Forum: >>> Magnum BBS <<<

[gentoo-user] e2fsck -c when bad blocks are in existing file?

From Grant Edwards@21:1/5 to All on Tue Nov 8 04:40:01 2022

I've got an SSD that's failing, and I'd like to know what files
contain bad blocks so that I don't attempt to copy them to the
replacement disk.

According to e2fsck(8):

-c This option causes e2fsck to use badblocks(8) program to do a
read-only scan of the device in order to find any bad blocks. If
any bad blocks are found, they are added to the bad block inode
to prevent them from being allocated to a file or directory. If
this option is specified twice, then the bad block scan will be
done using a non-destructive read-write test.

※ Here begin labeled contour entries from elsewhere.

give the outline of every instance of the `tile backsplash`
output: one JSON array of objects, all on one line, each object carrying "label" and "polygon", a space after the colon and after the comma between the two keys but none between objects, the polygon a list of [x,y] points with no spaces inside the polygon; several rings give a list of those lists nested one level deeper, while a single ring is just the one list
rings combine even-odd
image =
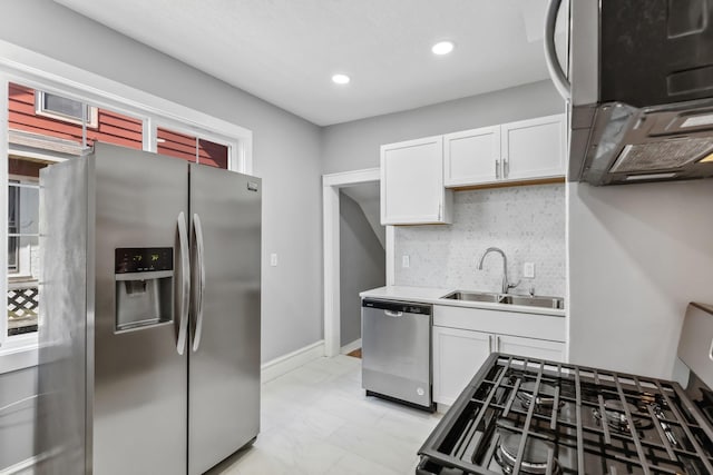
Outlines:
[{"label": "tile backsplash", "polygon": [[[488,247],[499,247],[509,280],[522,279],[511,293],[534,286],[538,295],[565,296],[564,184],[456,191],[453,208],[452,225],[397,226],[397,285],[500,291],[500,255],[489,254],[477,268]],[[525,263],[535,264],[535,278],[522,278]]]}]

What happens when the bad block is _already_allocated_ to a file?

--
Grant

--- SoupGate-Win32 v1.05
* Origin: fsxNet Usenet Gateway (21:1/5)

From Michael@21:1/5 to All on Tue Nov 8 13:20:40 2022

On Tuesday, 8 November 2022 03:31:07 GMT Grant Edwards wrote:

I've got an SSD that's failing, and I'd like to know what files
contain bad blocks so that I don't attempt to copy them to the
replacement disk.

According to e2fsck(8):

-c This option causes e2fsck to use badblocks(8) program to do
a read-only scan of the device in order to find any bad blocks. If any
bad blocks are found, they are added to the bad block inode to prevent them from being allocated to a file or directory. If this option is specified twice, then the bad block scan will be done using a non-destructive read-write test.

What happens when the bad block is _already_allocated_ to a file?

--
Grant

Previously allocated to a file and now re-allocated or not, my understanding
is with spinning disks the data in a bad block stays there unless you've dd'ed some zeros over it. Even then read or write operations could fail if the
block is too far gone.[1] Some data recovery applications will try to read data off a bad block in different patterns to retrieve what's there. Once the bad block is categorized as such it won't be used by the filesystem to write new data to it again.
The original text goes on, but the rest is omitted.